Median age was 72 years (range 29-85 years).
The most common treatment-related adverse events (TRAEs) with SL-401 across BPDCN and other indications (n=134 patients) were hypoalbuminemia (43%), transaminitis (43%), and thrombocytopenia (26%), by investigator-assessment. TRAEs included capillary leak syndrome (18%), of which 3 cases were grade 5 (2.2%), as previously reported.
The overall response rate (ORR) for Stage 1 and 2 BPDCN patients (n=32) was 84%, with a complete response (CR) rate of 59%, by investigator-assessment.
Eight BPDCN patients who achieved remission on SL-401 (for ~2.5 to ~6 months duration) were subsequently bridged to stem cell transplant, including one relapsed/refractory patient.
In first-line BPDCN patients treated at 12 ug/kg/day (n=16), the median overall survival (OS) has not been reached.
The full presentation will be available on the Stemline website (www.stemline.com), under the "Scientific Presentations" tab, following delivery of today’s presentation at EHA (Free EHA Whitepaper).

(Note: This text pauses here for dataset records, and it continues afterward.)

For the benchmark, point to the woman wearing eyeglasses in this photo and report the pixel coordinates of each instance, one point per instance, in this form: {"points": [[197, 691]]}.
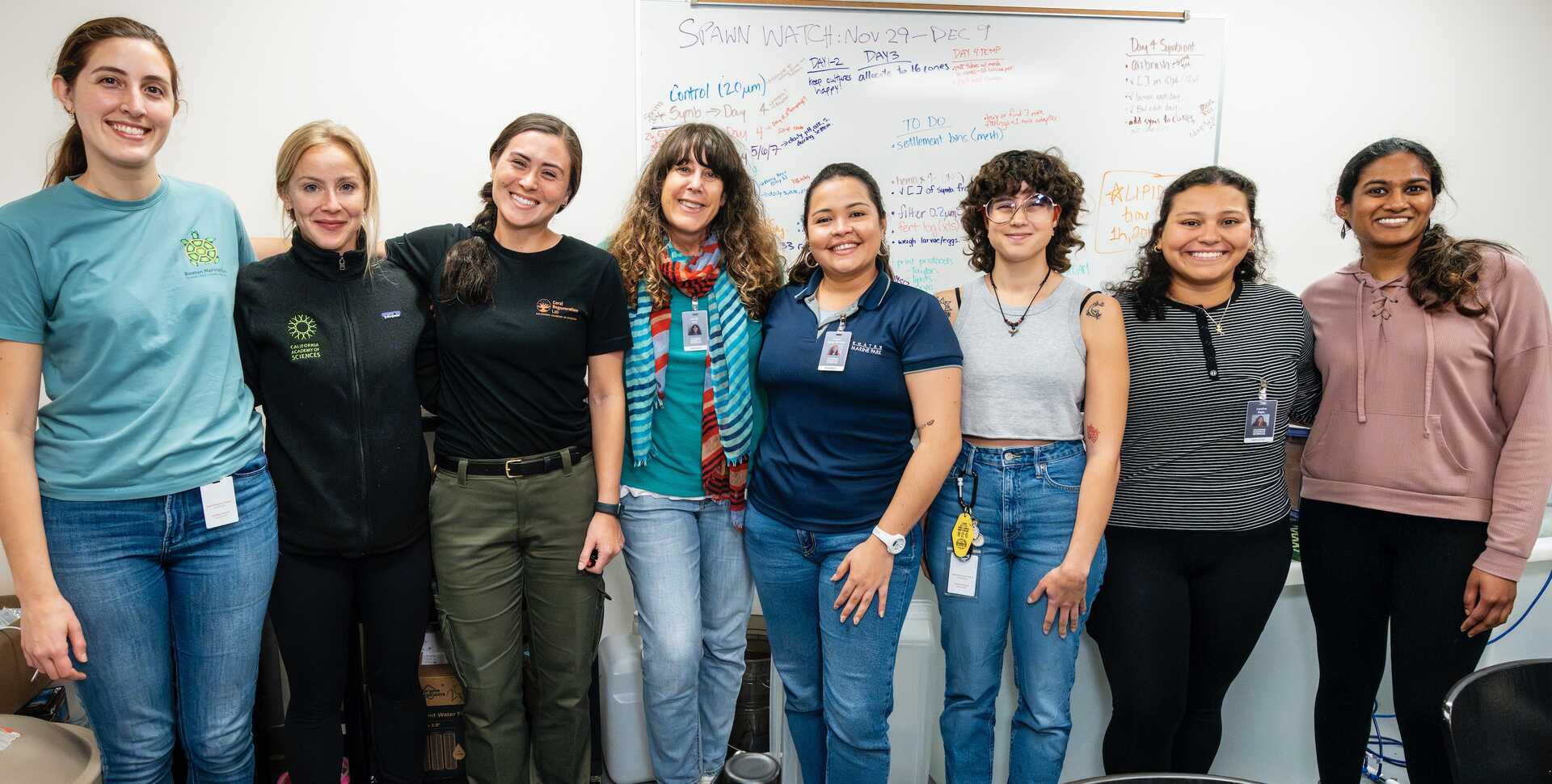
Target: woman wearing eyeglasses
{"points": [[1015, 536]]}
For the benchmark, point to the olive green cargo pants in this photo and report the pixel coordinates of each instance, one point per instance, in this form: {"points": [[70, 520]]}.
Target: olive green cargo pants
{"points": [[506, 556]]}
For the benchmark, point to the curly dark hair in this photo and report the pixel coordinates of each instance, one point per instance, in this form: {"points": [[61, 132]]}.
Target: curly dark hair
{"points": [[1000, 177], [749, 242], [1445, 272], [1149, 278]]}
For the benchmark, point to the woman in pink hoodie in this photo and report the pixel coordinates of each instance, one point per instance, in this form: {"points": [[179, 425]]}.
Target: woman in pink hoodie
{"points": [[1425, 475]]}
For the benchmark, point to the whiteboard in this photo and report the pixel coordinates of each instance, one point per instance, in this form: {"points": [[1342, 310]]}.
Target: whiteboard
{"points": [[924, 99]]}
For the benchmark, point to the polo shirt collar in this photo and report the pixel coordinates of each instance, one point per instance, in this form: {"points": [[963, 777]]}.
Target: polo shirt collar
{"points": [[871, 300]]}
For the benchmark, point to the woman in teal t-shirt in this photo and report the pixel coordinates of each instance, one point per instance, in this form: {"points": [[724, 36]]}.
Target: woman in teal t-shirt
{"points": [[140, 517], [700, 263]]}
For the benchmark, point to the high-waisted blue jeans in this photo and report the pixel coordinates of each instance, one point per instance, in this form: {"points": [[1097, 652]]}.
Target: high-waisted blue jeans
{"points": [[1027, 505], [173, 613]]}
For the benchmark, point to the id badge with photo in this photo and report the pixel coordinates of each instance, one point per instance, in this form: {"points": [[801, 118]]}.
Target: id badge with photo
{"points": [[833, 354], [1261, 421], [696, 330], [963, 575], [219, 500]]}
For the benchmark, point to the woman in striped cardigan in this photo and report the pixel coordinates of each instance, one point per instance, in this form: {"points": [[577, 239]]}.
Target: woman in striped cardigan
{"points": [[1199, 539]]}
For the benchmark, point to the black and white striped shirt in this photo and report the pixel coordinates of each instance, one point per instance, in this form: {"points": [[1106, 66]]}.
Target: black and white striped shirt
{"points": [[1184, 463]]}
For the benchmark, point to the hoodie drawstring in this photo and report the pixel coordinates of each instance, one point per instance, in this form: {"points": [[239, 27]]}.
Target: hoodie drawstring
{"points": [[1428, 373], [1358, 337], [1428, 364]]}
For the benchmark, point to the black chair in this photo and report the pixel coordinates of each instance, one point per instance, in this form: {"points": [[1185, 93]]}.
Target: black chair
{"points": [[1499, 724], [1163, 778]]}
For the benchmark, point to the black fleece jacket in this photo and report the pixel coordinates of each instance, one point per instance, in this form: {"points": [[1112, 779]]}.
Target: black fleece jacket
{"points": [[340, 360]]}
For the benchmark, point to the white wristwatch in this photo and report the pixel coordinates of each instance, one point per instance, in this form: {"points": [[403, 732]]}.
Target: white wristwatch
{"points": [[892, 542]]}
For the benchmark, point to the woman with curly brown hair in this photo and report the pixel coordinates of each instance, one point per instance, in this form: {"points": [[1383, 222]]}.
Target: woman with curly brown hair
{"points": [[700, 263], [1425, 474], [1015, 536], [1199, 536]]}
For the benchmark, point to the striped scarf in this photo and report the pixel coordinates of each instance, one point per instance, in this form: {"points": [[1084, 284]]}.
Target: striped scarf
{"points": [[727, 423]]}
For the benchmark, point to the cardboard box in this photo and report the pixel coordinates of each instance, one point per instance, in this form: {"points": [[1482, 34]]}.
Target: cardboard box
{"points": [[16, 679], [441, 686], [445, 714]]}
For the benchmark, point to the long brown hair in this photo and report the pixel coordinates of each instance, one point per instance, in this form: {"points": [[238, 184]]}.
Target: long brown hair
{"points": [[1000, 177], [70, 157], [749, 242], [801, 269], [1445, 272], [469, 269]]}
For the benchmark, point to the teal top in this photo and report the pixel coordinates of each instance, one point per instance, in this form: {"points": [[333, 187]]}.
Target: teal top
{"points": [[133, 303], [674, 468]]}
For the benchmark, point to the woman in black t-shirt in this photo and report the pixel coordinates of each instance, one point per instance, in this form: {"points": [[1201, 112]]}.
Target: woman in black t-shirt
{"points": [[531, 335]]}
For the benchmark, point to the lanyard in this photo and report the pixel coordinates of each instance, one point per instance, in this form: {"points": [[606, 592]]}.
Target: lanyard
{"points": [[959, 491]]}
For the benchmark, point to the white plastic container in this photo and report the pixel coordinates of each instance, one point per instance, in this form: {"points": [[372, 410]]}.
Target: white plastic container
{"points": [[624, 721]]}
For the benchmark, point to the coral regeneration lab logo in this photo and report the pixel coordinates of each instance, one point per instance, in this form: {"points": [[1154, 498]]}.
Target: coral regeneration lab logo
{"points": [[558, 310], [200, 251], [303, 330]]}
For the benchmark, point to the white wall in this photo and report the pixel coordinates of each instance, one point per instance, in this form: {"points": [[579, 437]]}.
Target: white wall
{"points": [[430, 84]]}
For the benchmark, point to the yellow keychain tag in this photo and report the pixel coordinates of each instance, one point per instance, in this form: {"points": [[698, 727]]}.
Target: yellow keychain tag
{"points": [[963, 534]]}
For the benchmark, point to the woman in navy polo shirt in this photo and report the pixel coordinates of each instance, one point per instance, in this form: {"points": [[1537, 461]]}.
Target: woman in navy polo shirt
{"points": [[853, 365]]}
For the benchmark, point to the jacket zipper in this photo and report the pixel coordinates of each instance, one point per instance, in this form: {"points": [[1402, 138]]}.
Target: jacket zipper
{"points": [[356, 403]]}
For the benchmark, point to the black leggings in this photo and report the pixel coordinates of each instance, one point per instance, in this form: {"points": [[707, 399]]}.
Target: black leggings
{"points": [[310, 607], [1175, 623], [1369, 573]]}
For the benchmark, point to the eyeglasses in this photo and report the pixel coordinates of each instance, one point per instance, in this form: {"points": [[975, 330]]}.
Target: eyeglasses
{"points": [[1003, 210]]}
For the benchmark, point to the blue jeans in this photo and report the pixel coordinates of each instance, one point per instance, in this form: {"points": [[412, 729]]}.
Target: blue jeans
{"points": [[838, 677], [1027, 505], [693, 595], [173, 615]]}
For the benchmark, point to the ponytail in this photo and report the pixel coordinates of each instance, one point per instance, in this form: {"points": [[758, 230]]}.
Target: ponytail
{"points": [[1447, 272], [70, 160], [469, 271]]}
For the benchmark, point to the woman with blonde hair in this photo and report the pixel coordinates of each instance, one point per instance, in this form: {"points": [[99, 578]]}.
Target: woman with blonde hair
{"points": [[702, 264], [331, 339]]}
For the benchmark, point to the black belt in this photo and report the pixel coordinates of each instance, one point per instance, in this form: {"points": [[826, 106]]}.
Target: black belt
{"points": [[529, 466]]}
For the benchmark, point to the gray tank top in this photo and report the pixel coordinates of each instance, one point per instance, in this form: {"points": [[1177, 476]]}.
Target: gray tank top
{"points": [[1027, 386]]}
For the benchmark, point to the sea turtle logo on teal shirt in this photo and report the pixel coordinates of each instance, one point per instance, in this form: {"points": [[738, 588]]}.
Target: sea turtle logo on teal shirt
{"points": [[200, 251]]}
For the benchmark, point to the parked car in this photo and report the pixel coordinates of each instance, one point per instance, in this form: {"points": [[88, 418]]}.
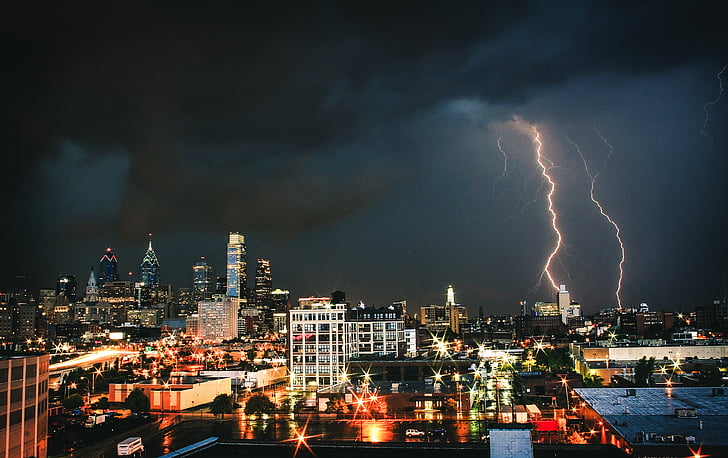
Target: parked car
{"points": [[414, 433]]}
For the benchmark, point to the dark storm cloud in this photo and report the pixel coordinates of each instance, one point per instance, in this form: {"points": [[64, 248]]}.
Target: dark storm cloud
{"points": [[284, 117]]}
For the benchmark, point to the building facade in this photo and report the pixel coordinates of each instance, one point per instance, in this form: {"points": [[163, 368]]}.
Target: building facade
{"points": [[218, 320], [316, 344], [108, 267], [149, 268], [24, 405], [203, 282], [237, 278]]}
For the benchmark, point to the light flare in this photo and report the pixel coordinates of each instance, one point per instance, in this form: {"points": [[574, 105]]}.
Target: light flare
{"points": [[703, 130], [617, 231], [550, 199]]}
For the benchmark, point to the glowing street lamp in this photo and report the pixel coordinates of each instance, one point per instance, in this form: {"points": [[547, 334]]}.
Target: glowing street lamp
{"points": [[565, 382]]}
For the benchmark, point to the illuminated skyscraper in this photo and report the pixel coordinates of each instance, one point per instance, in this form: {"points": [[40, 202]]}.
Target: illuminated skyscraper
{"points": [[263, 286], [563, 299], [92, 289], [218, 320], [203, 282], [107, 268], [149, 269], [66, 286], [237, 279], [452, 309]]}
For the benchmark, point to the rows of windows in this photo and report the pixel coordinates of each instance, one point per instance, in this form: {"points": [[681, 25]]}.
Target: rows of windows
{"points": [[317, 316]]}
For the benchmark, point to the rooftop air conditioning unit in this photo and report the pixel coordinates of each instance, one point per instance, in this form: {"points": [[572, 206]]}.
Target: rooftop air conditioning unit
{"points": [[686, 413]]}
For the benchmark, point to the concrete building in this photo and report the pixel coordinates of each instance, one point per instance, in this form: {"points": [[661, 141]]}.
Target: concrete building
{"points": [[665, 422], [316, 337], [376, 332], [607, 360], [218, 320], [23, 405], [179, 393]]}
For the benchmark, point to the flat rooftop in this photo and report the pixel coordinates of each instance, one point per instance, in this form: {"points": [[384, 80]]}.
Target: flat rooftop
{"points": [[653, 410]]}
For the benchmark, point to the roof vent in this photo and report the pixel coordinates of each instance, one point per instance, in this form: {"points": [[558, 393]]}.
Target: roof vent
{"points": [[686, 413]]}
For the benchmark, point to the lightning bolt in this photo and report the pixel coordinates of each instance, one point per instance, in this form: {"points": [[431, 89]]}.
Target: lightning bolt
{"points": [[703, 130], [550, 199], [505, 164], [617, 231]]}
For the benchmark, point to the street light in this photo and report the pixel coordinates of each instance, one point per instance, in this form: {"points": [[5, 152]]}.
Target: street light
{"points": [[565, 382]]}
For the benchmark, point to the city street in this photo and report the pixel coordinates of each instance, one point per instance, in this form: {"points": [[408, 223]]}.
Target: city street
{"points": [[173, 431]]}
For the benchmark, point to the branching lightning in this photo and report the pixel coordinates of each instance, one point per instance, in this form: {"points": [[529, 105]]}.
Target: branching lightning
{"points": [[617, 231], [549, 198], [703, 130], [505, 164]]}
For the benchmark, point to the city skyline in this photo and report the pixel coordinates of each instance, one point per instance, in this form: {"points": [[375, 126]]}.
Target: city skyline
{"points": [[386, 152]]}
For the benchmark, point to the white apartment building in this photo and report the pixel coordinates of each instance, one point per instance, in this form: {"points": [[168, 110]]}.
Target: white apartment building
{"points": [[316, 344], [218, 319], [324, 337], [376, 332]]}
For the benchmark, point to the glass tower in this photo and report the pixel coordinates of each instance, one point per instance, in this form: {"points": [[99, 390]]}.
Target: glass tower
{"points": [[107, 268], [237, 279], [202, 280], [263, 285], [149, 269]]}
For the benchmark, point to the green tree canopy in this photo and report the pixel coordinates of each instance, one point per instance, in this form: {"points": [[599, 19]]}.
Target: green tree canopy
{"points": [[711, 376], [643, 371], [137, 401], [222, 404], [337, 404], [593, 381], [102, 403], [450, 406], [73, 402], [259, 403]]}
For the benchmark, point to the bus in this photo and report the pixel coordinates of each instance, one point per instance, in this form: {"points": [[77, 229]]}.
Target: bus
{"points": [[131, 446]]}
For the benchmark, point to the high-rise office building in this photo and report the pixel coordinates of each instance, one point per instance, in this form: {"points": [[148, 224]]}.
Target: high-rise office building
{"points": [[280, 299], [220, 285], [203, 283], [237, 278], [218, 320], [563, 299], [92, 289], [452, 310], [263, 286], [24, 405], [66, 287], [108, 267], [149, 269]]}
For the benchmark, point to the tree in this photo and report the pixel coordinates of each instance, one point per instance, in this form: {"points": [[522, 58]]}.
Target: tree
{"points": [[643, 371], [73, 402], [593, 381], [258, 404], [449, 406], [710, 376], [102, 403], [222, 404], [337, 404], [137, 401]]}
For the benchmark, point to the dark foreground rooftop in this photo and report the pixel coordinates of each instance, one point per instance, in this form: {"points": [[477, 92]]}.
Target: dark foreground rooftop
{"points": [[216, 448]]}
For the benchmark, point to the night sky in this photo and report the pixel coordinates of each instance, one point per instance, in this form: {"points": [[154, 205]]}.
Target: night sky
{"points": [[355, 144]]}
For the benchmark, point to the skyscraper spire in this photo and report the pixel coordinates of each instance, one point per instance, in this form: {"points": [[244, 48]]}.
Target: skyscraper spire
{"points": [[149, 269], [108, 267]]}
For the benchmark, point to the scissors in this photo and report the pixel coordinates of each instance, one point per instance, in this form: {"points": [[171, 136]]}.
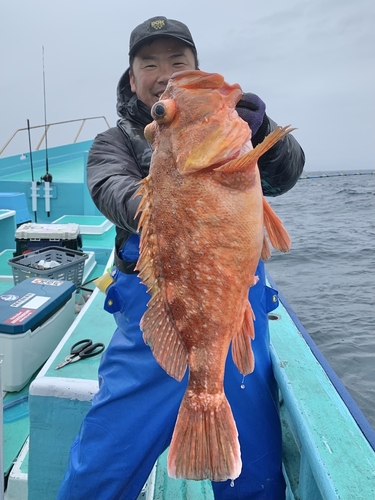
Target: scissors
{"points": [[80, 350]]}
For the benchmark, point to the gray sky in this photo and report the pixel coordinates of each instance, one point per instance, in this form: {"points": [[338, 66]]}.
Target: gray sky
{"points": [[311, 61]]}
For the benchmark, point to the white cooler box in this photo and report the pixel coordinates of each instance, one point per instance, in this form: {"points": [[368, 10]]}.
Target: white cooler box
{"points": [[34, 316]]}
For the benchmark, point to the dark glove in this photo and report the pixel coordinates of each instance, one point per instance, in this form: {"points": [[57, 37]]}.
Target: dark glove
{"points": [[251, 109]]}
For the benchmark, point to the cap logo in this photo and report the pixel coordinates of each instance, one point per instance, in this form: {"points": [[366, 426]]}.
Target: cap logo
{"points": [[158, 25]]}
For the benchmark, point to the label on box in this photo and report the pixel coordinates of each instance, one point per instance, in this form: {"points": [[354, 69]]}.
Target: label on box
{"points": [[22, 300], [19, 317]]}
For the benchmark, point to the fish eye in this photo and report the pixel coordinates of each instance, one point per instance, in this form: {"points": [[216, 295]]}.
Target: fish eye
{"points": [[163, 111]]}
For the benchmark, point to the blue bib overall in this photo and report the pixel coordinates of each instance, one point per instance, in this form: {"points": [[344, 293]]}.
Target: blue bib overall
{"points": [[133, 415]]}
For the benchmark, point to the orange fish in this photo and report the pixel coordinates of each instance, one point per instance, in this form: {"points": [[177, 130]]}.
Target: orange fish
{"points": [[203, 232]]}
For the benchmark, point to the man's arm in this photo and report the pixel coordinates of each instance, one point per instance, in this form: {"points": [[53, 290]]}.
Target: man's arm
{"points": [[112, 178], [281, 166]]}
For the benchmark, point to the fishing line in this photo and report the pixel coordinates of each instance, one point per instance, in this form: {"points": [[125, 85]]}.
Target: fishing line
{"points": [[33, 183], [47, 178]]}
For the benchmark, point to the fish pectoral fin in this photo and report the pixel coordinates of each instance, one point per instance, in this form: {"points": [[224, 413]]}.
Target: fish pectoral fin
{"points": [[205, 440], [277, 233], [253, 156], [242, 352], [266, 251], [160, 333]]}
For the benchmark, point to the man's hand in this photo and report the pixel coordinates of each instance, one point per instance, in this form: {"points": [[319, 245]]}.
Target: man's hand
{"points": [[251, 109]]}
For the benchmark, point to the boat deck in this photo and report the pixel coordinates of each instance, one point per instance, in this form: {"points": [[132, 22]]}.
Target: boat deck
{"points": [[314, 445]]}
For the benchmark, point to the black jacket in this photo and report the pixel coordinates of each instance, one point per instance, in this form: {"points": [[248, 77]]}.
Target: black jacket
{"points": [[120, 157]]}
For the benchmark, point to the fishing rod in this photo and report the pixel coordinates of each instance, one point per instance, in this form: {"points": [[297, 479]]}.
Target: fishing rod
{"points": [[34, 187], [47, 178]]}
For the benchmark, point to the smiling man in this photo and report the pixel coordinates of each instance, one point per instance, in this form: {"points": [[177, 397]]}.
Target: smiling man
{"points": [[133, 415]]}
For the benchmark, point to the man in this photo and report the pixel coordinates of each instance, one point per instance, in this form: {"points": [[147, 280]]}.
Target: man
{"points": [[133, 415]]}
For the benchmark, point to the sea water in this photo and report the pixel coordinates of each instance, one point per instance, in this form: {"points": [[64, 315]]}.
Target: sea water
{"points": [[328, 277]]}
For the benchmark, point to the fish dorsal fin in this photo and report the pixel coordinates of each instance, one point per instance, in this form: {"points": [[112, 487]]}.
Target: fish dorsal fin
{"points": [[253, 156], [242, 352], [277, 233]]}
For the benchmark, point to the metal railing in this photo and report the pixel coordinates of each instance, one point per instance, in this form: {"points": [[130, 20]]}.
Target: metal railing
{"points": [[47, 126]]}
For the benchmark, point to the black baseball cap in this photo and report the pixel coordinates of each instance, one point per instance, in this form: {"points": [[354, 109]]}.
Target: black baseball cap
{"points": [[158, 26]]}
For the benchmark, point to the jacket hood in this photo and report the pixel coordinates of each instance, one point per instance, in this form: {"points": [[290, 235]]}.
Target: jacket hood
{"points": [[128, 105]]}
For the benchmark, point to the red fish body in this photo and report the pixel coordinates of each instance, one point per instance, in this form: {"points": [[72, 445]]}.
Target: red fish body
{"points": [[203, 218]]}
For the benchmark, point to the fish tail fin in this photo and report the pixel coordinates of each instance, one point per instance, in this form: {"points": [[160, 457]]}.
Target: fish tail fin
{"points": [[277, 233], [205, 440], [242, 352]]}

Stage 3 is fully enrolled (n=13 first-line BPDCN patients) and data will be reported, along with further updated Stage 1 and 2 data, in 2H17. Depending on the results of this ongoing Phase 2 trial, the largest prospective study ever conducted in this indication (n=45 patients), we intend to file a BLA for SL-401 in BPDCN in 4Q17/1Q18.